Background: As a strategy to address its ongoing capacity crisis, our hospital has focused on reducing length of stay and improving throughput. Our hospitalists care for patients on >20 nursing units across four buildings, which creates inefficiencies that may prolong length of stay. Although other institutions have demonstrated improved patient flow by geographically cohorting patients and providers, prior efforts to implement geographic localization at our hospital have been unsuccessful.
Purpose: To thoughtfully design a feasible, effective, and sustainable geographic localization initiative among Hospital Medicine (HM) teams to improve efficiency, quality, and patient experience.
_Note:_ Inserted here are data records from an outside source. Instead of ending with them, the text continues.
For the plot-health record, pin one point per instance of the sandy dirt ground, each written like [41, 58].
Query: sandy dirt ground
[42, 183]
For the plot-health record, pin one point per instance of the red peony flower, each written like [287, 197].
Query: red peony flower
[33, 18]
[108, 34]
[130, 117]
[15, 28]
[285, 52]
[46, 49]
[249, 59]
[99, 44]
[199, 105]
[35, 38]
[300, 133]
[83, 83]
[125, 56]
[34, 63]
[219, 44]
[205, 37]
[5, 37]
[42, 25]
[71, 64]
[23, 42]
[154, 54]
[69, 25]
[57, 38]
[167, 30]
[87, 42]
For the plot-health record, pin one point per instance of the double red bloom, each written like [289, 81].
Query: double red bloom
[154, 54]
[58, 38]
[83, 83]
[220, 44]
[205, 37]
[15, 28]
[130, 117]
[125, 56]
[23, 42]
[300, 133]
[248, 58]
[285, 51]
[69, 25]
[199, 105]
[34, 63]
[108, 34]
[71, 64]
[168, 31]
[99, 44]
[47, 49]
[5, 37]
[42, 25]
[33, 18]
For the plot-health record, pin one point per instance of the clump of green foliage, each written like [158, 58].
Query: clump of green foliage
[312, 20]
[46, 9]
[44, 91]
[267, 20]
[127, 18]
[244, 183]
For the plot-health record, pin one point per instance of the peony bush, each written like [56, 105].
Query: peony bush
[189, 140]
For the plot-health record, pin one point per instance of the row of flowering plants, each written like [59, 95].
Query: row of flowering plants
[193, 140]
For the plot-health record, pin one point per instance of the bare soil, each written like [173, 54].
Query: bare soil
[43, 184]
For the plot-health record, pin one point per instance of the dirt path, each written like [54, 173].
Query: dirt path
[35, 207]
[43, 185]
Description: The Patient-Centered Teams (PaCT) initiative was designed based on lessons learned from our previous localization efforts, insights from other institutions, and detailed local knowledge of hospitalist and bed management workflows. The hospital President and Chief Operating Officer served as executive sponsor and allocated project management, operations engineering, and analytics support. Stakeholders from physician leadership, nursing, clinical operations, bed management, transition management, and the Emergency Department were engaged. A half-day retreat was used to create future state process maps, and workgroups met weekly for three months to define standard operating procedures, educational materials, and key performance metrics. Messaging to frontline personnel about workflow changes occurred early and often during this period. Figure 1 details the implementation timeline. Phase 1 of PaCT implementation included localization of five HM teams paired with five nursing units in one tower. The target rounding census of attending-only teams post-implementation was 12 patients, which was a reduction from prior expectations. Phase 1 also included the creation of two HM staging teams, each responsible for rounding on, and advancing the care of, up to 9 Emergency Department boarders. PaCT phase 2 localized the assignments of three HM teams to a 36-bed medicine stepdown unit in a separate tower. Bed management processes were reengineered to assign appropriate patients to HM staging teams until a bed was available, at which time the corresponding PaCT team was designated, and provider and nursing handovers were conducted. Figure 2 depicts this workflow. After implementation, PaCT units/teams comprised approximately two-thirds of HM teams and patients. PaCT teams were accurately localized at a rate of >95%. Notable challenges included navigating the learning curve of bed management staff, ensuring fair distribution of work for non-localized HM teams, and managing assignments for patients transferring out of our closed medical intensive care unit. Compared to pre-implementation, PaCT teams saw a reduction in hospital length of stay, an increase in early discharges, and improved patient experience following localization. Qualitative feedback from hospitalists, nurses, and case managers was favorable.
Conclusions: A multidisciplinary team successfully designed and implemented a large systems change across Hospital Medicine to geographically cohort patients and providers to designated nursing units. Initial indicators of efficiency and patient and care team satisfaction have been positive. Optimization of provider and bed management workflows and assessment of impact on additional process and outcome measures are ongoing.